Die Krankenkassen sollen künftig mehr Handlungsmöglichkeiten erhalten, ihren Versicherten neue digitale Versorgungskonzepte anzubieten. „Das ist für die Ersatzkassen ein weiterer Ansporn, innovative Programme für die Versicherten in der Stadt und auf dem Land zu entwickeln“, so Elsner.

Positiv ist auch, dass die Nutzungsmöglichkeiten der elektronischen Patientenakte (ePA) erweitert werden. Daten des Impfausweises, Zahn-Bonushefts und der U-Untersuchungen werden zukünftig in der ePA integriert. Ab 2021 haben Patientinnen und Patienten einen klaren Anspruch darauf, dass ihre medizinischen Daten auf ihren Wunsch hin durch Vertragsärzte und Krankenhäuser in der ePA gespeichert werden. „Das sorgt für mehr Transparenz und erhöht die Sicherheit der Versorgung“, betonte Elsner.

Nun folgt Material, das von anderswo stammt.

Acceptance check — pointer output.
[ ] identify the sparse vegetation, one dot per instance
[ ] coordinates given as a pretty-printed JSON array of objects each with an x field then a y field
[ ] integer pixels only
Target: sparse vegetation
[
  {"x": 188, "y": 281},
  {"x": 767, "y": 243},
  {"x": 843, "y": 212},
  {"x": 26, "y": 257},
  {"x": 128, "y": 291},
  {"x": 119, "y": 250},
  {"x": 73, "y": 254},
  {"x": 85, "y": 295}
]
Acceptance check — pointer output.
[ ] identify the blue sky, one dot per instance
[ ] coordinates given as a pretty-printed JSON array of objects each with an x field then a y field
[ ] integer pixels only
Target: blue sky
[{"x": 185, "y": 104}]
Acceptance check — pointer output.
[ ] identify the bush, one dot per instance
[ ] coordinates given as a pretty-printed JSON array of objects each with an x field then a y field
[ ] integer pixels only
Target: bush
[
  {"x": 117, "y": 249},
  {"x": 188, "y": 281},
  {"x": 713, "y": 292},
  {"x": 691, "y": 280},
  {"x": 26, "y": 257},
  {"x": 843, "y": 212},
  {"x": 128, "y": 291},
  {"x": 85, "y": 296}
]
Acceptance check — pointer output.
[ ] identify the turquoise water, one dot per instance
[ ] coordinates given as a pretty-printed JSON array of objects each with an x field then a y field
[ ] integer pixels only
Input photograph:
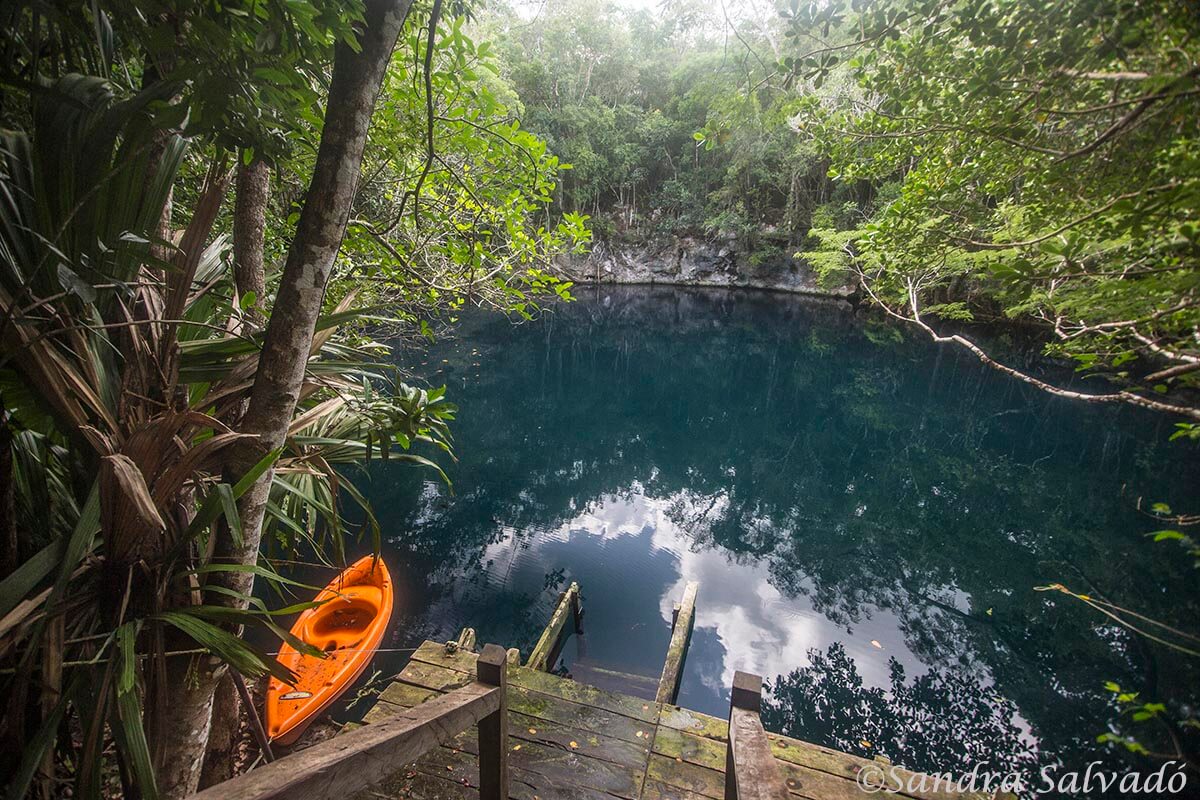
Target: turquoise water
[{"x": 867, "y": 513}]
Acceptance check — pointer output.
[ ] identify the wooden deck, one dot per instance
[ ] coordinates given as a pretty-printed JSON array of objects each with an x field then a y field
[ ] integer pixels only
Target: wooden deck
[{"x": 571, "y": 741}]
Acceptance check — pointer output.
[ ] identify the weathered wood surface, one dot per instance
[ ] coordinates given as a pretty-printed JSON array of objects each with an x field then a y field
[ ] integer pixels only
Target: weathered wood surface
[
  {"x": 545, "y": 653},
  {"x": 359, "y": 758},
  {"x": 751, "y": 771},
  {"x": 677, "y": 651},
  {"x": 493, "y": 729},
  {"x": 571, "y": 741}
]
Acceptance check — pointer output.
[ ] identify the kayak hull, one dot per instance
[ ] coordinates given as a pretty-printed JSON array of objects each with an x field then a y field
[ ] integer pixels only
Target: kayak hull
[{"x": 348, "y": 626}]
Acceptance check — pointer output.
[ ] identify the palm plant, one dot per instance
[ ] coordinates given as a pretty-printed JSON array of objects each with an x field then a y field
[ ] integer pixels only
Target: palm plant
[{"x": 127, "y": 374}]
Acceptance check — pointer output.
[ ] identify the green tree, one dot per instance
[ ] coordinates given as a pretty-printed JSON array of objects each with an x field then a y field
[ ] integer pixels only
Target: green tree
[{"x": 1047, "y": 158}]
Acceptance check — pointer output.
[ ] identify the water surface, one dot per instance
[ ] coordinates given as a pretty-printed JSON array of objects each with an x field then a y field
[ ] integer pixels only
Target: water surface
[{"x": 868, "y": 516}]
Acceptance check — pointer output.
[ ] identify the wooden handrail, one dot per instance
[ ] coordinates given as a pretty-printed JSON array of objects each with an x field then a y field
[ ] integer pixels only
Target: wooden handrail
[
  {"x": 750, "y": 768},
  {"x": 363, "y": 757}
]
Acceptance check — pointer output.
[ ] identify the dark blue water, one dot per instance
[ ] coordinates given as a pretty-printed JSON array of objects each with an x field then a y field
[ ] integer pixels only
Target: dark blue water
[{"x": 868, "y": 516}]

Sehr zum Nutzen der Patientinnen und Patienten sei ebenso, dass digitale Gesundheitsanwendungen, also vor allem Apps, schneller in die Regelversorgung kommen sollen. Damit werde eine zentrale Forderung der Ersatzkassen umgesetzt. „Medizinischer Fortschritt wird damit auch im digitalen Bereich für alle GKV-Versicherten zugänglich“, so Elsner.

Nicht nachvollziehbar sei allerdings, dass nicht der Gemeinsame Bundesausschuss (G-BA), sondern das Bundesinstitut für Arzneimittel und Medizinprodukte (BfArM) als staatliche Behörde diese Aufgabe übernehmen soll. Der G-BA als zuständiges Gremium der gemeinsamen Selbstverwaltung verfüge über die Expertise, vorausgesetzt die Verfahren der Nutzenbewertung und Erprobung werden für Apps beschleunigt, so Elsner. Mit der vorgesehenen Regelung bestünde hingegen das Risiko, dass die Anforderungen an Nutzen und Patientenschutz zwischen digitalen Anwendungen und „konventionellen“ Behandlungsmethoden zukünftig auseinanderklaffen.